Harrison Ford Reprises Another Classic Role in ‘Blade Runner 2049’

(L-R) RYAN GOSLING as K and HARRISON FORD as Rick Deckard in Alcon Entertainment’s action thriller BLADE RUNNER 2049. ©Alcon Entertainment.


Front Row Features

HOLLYWOOD—It may be one of the longest waits for a Hollywood sequel but, at last, the follow up to Ridley Scott’s groundbreaking 1982 sci-fi thriller “Blade Runner,” based on a Philip K. Dick novel, is set to hit movie screens. Reprising his role as Rick Deckard, previously an LAPD officer assigned to hunt down artificially manufactured humans (known as replicants) but who ends up questioning what it means to be human, is Harrison Ford.

“Blade Runner 2049,” directed by French Canadian filmmaker Denis Villeneuve (“Arrival”), is set 30 years after the original. Deckard has vanished. Enter a new blade runner (a euphemism for a replicant tracker), K, played by Ryan Gosling (“La La Land”). Lonely but coolly efficient, K’s job is to track down illegal replicants and “retire” them. For decades, Deckard has been one of the more elusive ones but, one day, on a routine mission to eliminate an old-model replicant, K stumbles upon a mystery that may lead him to the rogue former policeman.

Gosling was not only the filmmaker’s top choice to play a new blade runner, but he also was Ford’s pick as well.

“I thought K would be a good part for Ryan and was very enthusiastic about proposing that to the producers,” Ford says, adding that Gosling didn’t disappoint.

Similarly, Gosling has nothing but praise for his co-star. “There are many ways to play any given scene, but when you work with Harrison, you realize there’s only one great way. And he’s already figured it out before anyone else.”

Ford, who in recent years has reprised his Han Solo character from  the “Star Wars” films and the title character from the “Indiana Jones” films for a  new generation of fans, says “it’s kind of fun to play a character 30 years later.” He likens it to trying on old clothes that still fit. “I didn’t have any apprehensions about playing Deckard again,” he adds.

During a press conference, the venerable actor spoke about reprising his Deckard character and why he wanted to return to that character.

Q: Making this new film, did it bring back memories of the work you did on the original?

Ford: It did bring back memories of the first film. It was raining, like, all the time. I was tired but I was happy at the result, and it was remarkable experience working with Ridley (Scott, who serves as executive producer on the film). But it was a long time ago in a world far far away.

Q: This film and the original stand out because they are so incredibly visually stimulating. They have this incredible look. As an actor, how important is that for you to get into the character, to get into the role, to have that visual impact?
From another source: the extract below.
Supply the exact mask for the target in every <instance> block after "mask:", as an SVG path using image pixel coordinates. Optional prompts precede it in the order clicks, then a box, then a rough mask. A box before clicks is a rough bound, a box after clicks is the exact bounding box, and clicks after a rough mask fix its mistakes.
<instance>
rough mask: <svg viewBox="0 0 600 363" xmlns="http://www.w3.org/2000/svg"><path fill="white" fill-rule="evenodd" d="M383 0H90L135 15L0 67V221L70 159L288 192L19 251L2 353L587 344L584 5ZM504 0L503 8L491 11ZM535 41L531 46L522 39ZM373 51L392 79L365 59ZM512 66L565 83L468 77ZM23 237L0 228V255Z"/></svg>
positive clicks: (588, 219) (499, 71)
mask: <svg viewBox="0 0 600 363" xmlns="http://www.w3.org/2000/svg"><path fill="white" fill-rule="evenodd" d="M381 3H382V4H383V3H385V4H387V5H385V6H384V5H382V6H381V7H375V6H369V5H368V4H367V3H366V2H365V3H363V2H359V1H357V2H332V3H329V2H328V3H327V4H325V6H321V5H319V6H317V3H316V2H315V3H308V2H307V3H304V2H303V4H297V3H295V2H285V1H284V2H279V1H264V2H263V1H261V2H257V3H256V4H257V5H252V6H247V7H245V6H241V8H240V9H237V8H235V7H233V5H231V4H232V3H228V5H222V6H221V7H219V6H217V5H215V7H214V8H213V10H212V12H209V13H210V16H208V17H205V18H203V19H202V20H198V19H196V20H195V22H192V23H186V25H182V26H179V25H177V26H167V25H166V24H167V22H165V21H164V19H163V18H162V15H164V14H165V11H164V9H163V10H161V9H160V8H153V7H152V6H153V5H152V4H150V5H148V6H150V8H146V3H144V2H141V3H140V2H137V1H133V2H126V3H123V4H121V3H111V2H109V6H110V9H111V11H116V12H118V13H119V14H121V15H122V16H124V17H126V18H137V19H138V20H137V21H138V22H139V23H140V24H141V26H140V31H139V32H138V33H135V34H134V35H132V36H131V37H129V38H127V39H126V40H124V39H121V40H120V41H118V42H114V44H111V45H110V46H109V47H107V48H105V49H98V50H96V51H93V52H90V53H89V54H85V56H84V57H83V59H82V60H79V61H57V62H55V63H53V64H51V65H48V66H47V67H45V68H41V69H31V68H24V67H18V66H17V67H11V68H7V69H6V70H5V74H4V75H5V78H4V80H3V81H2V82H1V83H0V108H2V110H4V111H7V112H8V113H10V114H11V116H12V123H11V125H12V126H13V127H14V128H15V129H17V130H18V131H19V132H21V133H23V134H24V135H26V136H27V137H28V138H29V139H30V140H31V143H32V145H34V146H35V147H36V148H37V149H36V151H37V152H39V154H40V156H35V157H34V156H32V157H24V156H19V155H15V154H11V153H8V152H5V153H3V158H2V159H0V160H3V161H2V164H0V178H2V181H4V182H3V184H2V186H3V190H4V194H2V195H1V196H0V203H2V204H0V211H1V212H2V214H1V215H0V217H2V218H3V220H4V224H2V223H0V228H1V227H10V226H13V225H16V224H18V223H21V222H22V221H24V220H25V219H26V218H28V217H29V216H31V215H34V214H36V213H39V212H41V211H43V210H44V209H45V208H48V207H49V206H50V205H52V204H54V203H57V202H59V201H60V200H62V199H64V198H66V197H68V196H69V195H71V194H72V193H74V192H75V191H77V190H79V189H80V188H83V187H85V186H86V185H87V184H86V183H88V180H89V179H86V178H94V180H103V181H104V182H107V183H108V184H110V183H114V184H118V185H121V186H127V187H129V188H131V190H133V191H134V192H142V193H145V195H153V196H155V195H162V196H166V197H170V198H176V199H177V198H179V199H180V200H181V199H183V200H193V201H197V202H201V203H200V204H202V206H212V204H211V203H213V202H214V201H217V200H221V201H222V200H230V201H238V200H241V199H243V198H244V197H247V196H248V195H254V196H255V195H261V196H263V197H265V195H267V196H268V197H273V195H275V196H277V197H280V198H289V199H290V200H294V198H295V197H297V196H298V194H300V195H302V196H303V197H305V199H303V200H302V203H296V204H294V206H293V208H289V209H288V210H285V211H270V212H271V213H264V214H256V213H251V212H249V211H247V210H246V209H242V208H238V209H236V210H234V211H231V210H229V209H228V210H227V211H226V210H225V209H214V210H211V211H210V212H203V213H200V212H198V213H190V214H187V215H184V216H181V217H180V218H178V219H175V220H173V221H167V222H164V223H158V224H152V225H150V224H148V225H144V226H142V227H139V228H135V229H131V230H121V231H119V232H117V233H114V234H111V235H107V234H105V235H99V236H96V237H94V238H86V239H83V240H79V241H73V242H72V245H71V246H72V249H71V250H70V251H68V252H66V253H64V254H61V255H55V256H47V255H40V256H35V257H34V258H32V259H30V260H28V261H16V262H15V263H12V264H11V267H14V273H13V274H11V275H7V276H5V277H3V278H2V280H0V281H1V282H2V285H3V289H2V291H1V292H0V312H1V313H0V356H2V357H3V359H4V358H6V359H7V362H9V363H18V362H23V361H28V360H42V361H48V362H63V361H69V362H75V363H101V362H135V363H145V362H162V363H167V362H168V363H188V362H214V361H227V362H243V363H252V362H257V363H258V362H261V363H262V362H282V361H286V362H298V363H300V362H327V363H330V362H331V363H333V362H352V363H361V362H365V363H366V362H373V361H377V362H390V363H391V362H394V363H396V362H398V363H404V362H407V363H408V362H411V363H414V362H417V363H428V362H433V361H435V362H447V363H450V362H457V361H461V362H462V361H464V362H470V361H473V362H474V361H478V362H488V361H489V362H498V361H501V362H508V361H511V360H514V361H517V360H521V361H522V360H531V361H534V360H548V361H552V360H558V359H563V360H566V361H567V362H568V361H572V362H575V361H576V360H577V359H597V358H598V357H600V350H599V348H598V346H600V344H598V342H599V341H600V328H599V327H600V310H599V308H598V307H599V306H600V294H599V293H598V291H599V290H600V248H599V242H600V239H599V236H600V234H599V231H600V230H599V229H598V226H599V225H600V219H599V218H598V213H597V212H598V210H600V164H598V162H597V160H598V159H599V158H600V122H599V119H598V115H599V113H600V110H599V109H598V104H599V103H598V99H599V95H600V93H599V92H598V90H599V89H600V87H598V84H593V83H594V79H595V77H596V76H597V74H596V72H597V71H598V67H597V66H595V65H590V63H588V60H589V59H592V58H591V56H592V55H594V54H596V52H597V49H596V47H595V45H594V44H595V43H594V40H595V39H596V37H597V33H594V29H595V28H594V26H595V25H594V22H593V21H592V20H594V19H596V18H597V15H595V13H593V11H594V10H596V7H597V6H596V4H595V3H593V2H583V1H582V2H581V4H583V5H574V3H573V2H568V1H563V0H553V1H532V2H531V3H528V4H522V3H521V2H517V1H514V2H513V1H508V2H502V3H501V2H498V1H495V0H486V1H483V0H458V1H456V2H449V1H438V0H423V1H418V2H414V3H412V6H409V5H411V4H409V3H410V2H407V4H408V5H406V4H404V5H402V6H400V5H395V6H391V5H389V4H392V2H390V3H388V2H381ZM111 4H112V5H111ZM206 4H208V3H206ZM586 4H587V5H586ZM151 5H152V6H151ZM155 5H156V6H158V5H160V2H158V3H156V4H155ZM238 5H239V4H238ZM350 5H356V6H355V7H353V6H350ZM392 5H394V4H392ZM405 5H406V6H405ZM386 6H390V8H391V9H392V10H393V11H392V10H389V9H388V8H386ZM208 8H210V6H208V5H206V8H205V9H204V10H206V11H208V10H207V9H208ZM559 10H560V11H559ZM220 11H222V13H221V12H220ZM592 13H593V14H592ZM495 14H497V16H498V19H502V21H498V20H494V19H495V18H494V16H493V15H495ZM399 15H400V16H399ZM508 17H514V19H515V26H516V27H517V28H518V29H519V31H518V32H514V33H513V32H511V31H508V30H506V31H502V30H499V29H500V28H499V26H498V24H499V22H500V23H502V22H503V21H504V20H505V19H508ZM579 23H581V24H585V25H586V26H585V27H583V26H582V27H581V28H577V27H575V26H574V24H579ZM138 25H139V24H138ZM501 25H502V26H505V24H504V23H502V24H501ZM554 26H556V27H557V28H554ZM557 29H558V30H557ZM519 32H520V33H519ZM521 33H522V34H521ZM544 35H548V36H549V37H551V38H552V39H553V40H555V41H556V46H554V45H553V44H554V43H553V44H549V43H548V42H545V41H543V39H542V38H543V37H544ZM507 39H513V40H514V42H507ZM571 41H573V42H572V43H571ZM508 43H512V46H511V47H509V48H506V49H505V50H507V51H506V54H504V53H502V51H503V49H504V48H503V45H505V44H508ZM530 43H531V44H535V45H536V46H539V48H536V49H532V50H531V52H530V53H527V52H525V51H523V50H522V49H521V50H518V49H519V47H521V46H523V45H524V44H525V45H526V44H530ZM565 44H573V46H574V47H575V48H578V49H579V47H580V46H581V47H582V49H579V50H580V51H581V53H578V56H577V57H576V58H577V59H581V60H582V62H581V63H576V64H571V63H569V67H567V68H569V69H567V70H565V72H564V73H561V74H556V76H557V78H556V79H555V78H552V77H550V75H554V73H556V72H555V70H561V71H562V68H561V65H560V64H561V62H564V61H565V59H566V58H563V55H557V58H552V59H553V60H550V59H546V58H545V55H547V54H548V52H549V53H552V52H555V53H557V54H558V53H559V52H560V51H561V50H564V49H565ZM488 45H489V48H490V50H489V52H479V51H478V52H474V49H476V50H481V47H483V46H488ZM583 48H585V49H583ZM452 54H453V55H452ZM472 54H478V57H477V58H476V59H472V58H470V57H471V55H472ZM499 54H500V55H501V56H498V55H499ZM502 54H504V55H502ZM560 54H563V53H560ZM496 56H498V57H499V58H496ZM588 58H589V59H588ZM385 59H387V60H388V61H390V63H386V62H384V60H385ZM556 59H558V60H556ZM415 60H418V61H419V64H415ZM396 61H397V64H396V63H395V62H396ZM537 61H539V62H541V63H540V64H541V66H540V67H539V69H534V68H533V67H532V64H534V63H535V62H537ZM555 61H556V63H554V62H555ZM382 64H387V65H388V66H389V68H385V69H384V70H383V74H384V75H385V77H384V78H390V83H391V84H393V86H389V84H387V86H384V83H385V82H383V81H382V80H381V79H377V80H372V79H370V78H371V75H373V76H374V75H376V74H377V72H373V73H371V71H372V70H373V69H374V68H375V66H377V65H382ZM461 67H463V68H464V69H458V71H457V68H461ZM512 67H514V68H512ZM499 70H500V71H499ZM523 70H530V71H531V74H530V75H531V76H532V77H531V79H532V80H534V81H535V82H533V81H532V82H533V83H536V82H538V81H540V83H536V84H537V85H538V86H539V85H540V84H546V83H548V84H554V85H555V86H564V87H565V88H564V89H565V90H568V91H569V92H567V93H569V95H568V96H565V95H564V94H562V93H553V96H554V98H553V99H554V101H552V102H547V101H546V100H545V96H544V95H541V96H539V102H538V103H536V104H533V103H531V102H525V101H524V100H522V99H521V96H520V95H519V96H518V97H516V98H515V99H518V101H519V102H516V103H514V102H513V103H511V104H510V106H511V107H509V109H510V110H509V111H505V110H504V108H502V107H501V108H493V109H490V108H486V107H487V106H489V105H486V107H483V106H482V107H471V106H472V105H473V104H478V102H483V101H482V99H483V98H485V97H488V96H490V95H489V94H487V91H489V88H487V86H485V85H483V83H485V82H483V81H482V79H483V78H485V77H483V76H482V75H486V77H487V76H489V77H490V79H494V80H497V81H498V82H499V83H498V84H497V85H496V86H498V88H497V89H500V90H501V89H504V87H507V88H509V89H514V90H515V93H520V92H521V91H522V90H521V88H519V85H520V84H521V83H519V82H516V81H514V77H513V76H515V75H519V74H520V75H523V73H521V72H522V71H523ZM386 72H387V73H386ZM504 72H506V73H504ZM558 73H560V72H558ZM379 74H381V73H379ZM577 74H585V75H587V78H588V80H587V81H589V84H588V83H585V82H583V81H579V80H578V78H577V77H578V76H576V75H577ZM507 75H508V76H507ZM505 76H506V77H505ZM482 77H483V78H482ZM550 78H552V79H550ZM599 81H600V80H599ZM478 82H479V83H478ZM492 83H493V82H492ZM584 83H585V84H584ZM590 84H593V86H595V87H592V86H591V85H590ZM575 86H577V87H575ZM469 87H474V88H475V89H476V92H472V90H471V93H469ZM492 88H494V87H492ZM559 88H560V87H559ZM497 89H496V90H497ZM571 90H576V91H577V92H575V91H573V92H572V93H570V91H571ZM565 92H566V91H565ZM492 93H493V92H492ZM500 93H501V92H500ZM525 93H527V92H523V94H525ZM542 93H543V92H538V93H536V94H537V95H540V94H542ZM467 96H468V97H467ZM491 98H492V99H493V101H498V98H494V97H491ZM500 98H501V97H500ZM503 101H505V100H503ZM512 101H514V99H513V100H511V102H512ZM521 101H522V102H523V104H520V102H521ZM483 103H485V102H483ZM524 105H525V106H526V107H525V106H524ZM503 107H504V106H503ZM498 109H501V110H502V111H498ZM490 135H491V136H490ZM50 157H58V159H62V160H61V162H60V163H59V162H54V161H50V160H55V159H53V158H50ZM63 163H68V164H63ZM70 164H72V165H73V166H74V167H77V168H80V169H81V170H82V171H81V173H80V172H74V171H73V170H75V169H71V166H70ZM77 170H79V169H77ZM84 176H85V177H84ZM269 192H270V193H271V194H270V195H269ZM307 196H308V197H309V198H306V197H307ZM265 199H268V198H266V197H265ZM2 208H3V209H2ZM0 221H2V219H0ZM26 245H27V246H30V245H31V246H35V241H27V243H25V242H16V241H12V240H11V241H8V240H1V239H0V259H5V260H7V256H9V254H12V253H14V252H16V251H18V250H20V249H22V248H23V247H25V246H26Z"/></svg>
And is there another character from other film you’ve played in the past that you would also like to re-visit?

Ford: A picture is worth a thousand words, and when you get on a set where there’s been a lot of thought put into the visual aspects of it for that scene, you feel the support from it and you know what you don’t have to do. You have to be there, of course, for the other characters and service the story. But so much is done in a visual way to certainly that encourages your confidence. And, as far as if there’s another character I’d like to revisit from the past, right now none that I can figure.

Q: By returning to play Deckard, what did you hope to accomplish?

Ford: This presented different opportunities to give the audience a better understanding of the character. To be part of the telling of the story. And I was anxious to work with the people involved—with Ryan (and) Denis. So, for me, it was a great opportunity.

Q: How often have you thought about Deckard over the last 30 years and where Deckard might be?

Ford: Well, first of all, there were a variety of endings (of the original) and it ended with Ridley’s “Final Cut.”  I was much happier with that version than the one with the voice over and sailing into the sunset. I’ve thought about it frequently because I’ve been reminded of how many filmmakers took inspiration from that film and how much it defined a certain kind of fatal storytelling (and) how strongly the effect of that film has been on our culture. And the prescience of how many things that were imagined might be part of the future. It’s had a huge influence on our culture and my life.